Rats can have babies stuck in the birthing canal, and only a rat-experienced vet can save the life of the mother in a serious emergency such as that. If a pup is stillborn, it’s possible the mother will eat it. As gross as this is to us, it makes sense from a survival standpoint―after putting all that energy into creating and nurturing that pup in the womb, only to have it die during birth, is a waste of energy to the rat. Rats eat the placenta (the ‘afterbirth’) and any stillborn babies to regain the protein and nutrients, which are then used to create milk for the pups that have survived, and to help the mother regain strength after the strenuous birthing process.
As you probably know, rats are born bald and blind. They are deaf, too, though experienced breeders can tell the dumbos from the standard-eared rats right away just by the positioning of those tiny, pink nubby ears. Their toes haven’t even really developed yet, and each baby is 100% entirely dependent on its mother for the first couple weeks. They can’t even poop without Mom’s help! Instead of changing diapers, Gertrude has been (*warning, this is kinda gross*) licking them to help them “eliminate”. Yeah, don’t think too much about that. They will nurse for up to 18 hours a day, so the best thing you can do for the first week is to put the cage in a quiet place and not bother them too much. Gertrude wouldn’t let me anywhere near her babies – she STILL tries to bite me, and they will be two weeks old as of tomorrow! She’s a bit overly protective, though, and by most accounts, the mother will relax after the first few days.

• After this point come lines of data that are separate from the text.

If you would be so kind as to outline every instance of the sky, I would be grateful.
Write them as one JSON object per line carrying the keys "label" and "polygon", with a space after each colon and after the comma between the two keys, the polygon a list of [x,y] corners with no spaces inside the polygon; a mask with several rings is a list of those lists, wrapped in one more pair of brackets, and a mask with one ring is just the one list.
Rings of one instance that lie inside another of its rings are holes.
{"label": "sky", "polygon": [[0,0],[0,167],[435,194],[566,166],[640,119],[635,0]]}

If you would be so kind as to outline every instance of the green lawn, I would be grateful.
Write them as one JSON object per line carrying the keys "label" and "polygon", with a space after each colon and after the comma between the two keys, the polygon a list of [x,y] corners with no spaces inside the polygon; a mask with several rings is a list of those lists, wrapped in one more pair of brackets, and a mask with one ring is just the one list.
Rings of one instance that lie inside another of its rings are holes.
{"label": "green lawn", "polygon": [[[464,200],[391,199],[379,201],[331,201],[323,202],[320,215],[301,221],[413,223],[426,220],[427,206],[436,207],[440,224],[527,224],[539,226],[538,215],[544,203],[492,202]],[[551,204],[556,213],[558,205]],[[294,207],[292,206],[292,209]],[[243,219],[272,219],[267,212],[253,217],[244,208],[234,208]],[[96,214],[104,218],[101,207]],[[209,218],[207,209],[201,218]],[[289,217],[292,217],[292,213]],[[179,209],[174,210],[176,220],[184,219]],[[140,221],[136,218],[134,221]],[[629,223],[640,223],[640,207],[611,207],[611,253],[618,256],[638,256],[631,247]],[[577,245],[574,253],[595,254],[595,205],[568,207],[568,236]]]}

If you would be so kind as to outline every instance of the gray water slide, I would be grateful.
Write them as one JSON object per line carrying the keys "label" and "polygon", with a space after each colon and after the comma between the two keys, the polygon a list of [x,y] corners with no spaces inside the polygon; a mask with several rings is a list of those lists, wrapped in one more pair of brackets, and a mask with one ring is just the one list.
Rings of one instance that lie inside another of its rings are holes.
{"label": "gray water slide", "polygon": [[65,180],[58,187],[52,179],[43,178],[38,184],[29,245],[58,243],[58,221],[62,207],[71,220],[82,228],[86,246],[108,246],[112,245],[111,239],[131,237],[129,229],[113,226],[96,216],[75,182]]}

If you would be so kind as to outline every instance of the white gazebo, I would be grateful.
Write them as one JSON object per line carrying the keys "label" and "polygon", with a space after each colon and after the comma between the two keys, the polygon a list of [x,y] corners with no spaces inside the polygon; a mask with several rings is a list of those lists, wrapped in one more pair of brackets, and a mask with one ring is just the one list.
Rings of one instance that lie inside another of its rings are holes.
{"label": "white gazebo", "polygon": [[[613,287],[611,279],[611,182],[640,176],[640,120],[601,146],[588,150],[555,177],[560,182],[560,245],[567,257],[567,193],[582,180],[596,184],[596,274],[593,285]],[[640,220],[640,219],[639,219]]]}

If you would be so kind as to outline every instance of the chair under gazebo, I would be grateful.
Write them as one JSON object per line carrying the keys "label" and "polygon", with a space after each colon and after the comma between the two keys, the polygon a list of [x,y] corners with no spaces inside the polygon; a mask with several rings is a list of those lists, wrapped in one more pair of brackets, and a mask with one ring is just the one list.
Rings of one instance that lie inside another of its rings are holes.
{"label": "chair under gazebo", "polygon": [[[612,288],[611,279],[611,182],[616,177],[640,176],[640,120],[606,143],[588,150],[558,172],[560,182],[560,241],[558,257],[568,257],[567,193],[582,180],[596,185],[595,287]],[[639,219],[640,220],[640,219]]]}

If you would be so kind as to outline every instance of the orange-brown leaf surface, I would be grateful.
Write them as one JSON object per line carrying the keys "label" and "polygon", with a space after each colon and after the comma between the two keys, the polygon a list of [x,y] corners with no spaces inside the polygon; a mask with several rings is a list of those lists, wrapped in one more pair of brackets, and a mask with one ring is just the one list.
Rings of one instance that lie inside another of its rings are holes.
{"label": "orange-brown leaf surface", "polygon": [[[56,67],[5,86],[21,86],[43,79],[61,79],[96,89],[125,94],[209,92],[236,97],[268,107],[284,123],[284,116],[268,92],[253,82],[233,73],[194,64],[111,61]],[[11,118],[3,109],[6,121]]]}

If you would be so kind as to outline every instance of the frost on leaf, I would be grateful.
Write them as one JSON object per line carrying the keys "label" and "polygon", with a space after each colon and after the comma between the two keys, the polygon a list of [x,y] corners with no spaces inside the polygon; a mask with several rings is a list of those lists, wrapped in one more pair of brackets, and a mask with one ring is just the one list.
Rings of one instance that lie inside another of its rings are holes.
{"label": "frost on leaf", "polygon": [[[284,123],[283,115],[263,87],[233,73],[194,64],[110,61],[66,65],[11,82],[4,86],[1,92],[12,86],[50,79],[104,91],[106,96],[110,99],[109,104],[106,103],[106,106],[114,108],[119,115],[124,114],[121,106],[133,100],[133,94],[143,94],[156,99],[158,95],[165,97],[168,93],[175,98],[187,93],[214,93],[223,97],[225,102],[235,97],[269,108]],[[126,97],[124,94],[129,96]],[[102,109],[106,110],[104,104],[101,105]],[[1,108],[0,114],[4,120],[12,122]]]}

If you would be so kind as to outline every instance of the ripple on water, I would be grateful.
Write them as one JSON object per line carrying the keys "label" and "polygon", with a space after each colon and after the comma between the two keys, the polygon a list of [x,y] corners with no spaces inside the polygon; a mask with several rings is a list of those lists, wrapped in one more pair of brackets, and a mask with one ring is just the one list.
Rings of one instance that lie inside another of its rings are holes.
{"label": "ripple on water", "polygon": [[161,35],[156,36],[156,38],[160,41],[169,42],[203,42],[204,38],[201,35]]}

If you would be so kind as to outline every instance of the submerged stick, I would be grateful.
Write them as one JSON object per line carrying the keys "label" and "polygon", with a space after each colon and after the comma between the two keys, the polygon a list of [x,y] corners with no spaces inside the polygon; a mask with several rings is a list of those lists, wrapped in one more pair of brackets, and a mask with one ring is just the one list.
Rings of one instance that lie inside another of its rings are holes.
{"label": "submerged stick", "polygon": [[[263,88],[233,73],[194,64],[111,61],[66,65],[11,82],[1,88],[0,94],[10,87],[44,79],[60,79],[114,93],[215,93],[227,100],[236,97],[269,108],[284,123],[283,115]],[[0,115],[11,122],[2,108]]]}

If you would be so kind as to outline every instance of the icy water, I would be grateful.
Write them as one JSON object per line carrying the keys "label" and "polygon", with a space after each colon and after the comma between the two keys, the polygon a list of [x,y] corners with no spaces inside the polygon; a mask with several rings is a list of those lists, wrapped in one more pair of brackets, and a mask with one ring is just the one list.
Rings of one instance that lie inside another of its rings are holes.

As the human, there’s not a whole lot required of you during this process. During the pregnancy and for a while after birth, supplement the mother with some extra protein along with her usual high-quality lab block diet (Harlan Teklad is what I, and most rat owners, recommend).
Gertrude LOVED getting bits of scrambled egg and low-fat, high-quality cat food. You can buy a small trial-sized bag of Royal Canin light cat food at Petsmart for $5 if you don’t own an overweight cat or a pet hedgehog like I do. Besides food and water, the only other thing the mother needs from you is that you keep things clean and quiet. This can be a challenge in those first few days after birth if the mother is especially aggressive, so if it’s a little messy in the cage during the first week, don’t worry.
The second week is when you should begin holding the babies in order to hand tame them. If the mother is permissive, you can start this process earlier, but it isn’t necessary. I certainly would have liked to, but Gertrude was having none of it. Even into the second week, I’ve had to grab her with a towel, remove her from the cage, and then take the babies out to handle them. It was this week I checked each baby and counted seven girls and four boys. By the end of the first week and at the beginning of the second, those pink eraser-looking baby rats will start growing some fuzz.
You’ll sometimes be able to tell what colors they will be, especially when it comes to the darker colors. By the end of the week they will have a smooth coat of baby rat fur (which is the same as regular rat fur, minus the guard hair). Their little nails will grow in, and rather than wriggle in one place they’ll start to crawl around a little bit, especially if Mom decides to leave the nest for a snack but they want more milkies.